Mentors can be key at Ryder Cup

Life on the PGA Tour is more cliquish than in most sports. It's an individualistic game, where players don't have the luxury of an offense or defense to orient them to the company they keep on tour. Bonds are often formed through agents, sponsors, swing coaches, nationalities, faith, friendships formed through junior and amateur events, and where players live and practice off the tour.

It's usually through one of these pathways that a player finds a mentor, a veteran player with some unique insight to the intricacies of how to go about conducting business on tour.

Keegan Bradley and Phil Mickelson are represented by the same agency. And since joining the tour last year, Bradley has often sought out Mickelson for advice. As the former St. John's star has developed into one of the best young players in the game, the 42-year-old four-time major champion has been a constant source of support and guidance.

As Bradley prepares for his first Ryder Cup this week at Medinah, Lefty's impact on him will get a full examination.

"Phil's always been a big help to me," Bradley told ESPN.com at the Deutsche Bank Championship. "I'm sure I'll talk to him a lot about everything that goes into that week. I'm going to lean on him a lot."

No other event in golf begs for mentorship like the Ryder Cup. Despite his three consecutive U.S. Amateur titles, Tiger Woods still needed Mark O'Meara's guidance at his first Ryder Cup in 1997 at Valderrama. And for years, he still struggled with the team concept through some mixed results in the matches.

Seve Ballesteros famously tutored his countryman Jose Maria Olazabal. The "Spanish Armada," as they were known, owned an 11-2-2 record as partners in five Ryder Cup appearances together. Now Olazabal, as the captain of the European team in 2012, can draw from his late mentor's deep reservoir of gamesmanship tactics.

In team matches, players lean on each other in ways that are never called for in a typical stroke-play event. They help each other on the greens and with yardages. They sometimes talk each other through each shot. They laugh and cry, sometimes in unison.

Even the captains will have mentors. Davis Love III will look to his assistant captains, particularly Fred Couples, for pairing decisions and how to deal with certain players.

Mickelson, who will be making his record ninth Ryder Cup appearance at Medinah, could make a great partner for Bradley, who could use a calming and assured presence like Lefty to help cull his sometimes nervous tendencies.

When Hunter Mahan broke down in tears at the news conference following the U.S. loss to the Europeans at the 2010 Ryder Cup matches, it was Mickelson who tried to comfort him with an arm on the shoulder. Lefty knew what to do in that moment because it represented his sixth time on the losing side of the matches.

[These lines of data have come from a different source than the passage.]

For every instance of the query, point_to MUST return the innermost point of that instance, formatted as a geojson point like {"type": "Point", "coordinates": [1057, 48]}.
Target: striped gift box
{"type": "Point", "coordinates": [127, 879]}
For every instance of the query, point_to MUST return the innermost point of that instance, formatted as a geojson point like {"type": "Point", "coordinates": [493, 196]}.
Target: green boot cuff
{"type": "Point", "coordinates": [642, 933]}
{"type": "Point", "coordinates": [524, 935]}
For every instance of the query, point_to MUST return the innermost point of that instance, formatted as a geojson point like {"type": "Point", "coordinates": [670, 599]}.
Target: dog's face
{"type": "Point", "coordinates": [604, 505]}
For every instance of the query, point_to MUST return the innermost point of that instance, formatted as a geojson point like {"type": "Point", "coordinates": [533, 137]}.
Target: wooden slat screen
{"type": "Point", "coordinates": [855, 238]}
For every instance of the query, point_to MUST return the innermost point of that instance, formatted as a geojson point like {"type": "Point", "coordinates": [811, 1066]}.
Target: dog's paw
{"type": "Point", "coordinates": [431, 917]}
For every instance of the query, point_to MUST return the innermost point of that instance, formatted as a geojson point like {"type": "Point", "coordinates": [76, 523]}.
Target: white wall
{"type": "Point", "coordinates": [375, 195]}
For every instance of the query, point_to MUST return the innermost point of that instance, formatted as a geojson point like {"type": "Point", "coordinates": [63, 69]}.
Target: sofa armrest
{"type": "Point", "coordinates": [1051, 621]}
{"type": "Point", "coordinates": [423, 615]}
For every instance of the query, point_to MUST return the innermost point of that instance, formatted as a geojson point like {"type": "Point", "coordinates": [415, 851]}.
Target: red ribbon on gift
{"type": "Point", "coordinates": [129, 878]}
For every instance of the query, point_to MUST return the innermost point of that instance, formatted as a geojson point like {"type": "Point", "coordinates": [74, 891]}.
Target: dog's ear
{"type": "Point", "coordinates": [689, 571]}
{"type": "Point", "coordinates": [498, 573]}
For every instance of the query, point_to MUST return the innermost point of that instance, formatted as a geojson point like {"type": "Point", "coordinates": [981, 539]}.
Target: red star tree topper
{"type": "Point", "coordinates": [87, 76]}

There are four rookies on the U.S. team. Two of them, Bradley and Webb Simpson, own major championships. Jason Dufner has won twice on tour this year and Brandt Snedeker has two wins, including the Tour Championship and the FedEx Cup title he claimed Sunday.

Love has been a mentor to Snedeker since the Nashville native bought a place in Sea Island, Ga., where the U.S. Ryder Cup captain is the senior statesman of an ever-growing contingency of tour players.

This Ryder Cup rookie class is one of the most heralded on the American side in many years, but none of them have ever faced this kind of pressure.

Prior to the start of the Tour Championship, Jim Furyk used the example of Woods to make the case for mentors and veterans at the Ryder Cup. Though he was the best player in the world in 1997, at 21, Tiger was not prepared to be a leader on that Valderrama team or to provide much leadership to the other players.

"I think even early in his career, the first couple Ryder Cups, Tiger was one of the best or the best player in the world," Furyk said. "But it's hard to maybe take a leadership role when you're 25 years old and you've got guys that are 40 years old on the team."

Bradley and the other rookies will look to stalwarts such as Woods, Mickelson, Furyk and Stricker for mentorship and guidance. These veterans will tell them to pace themselves in the days leading up to the start of the matches on Friday. Try to get as much rest as possible between the practice rounds, interviews, meetings, dinners and galas. Try not to hold the club too tightly on the first hole. Play some table tennis to relax.

These players know all the time-honored rules and practices of getting through Ryder Cup week that have been passed down over the years. Yet no bit of advice, mentoring or hand holding can adequately prepare a player for what they will encounter. But it doesn't hurt to have someone to lean on. That support might help you win a point for your team.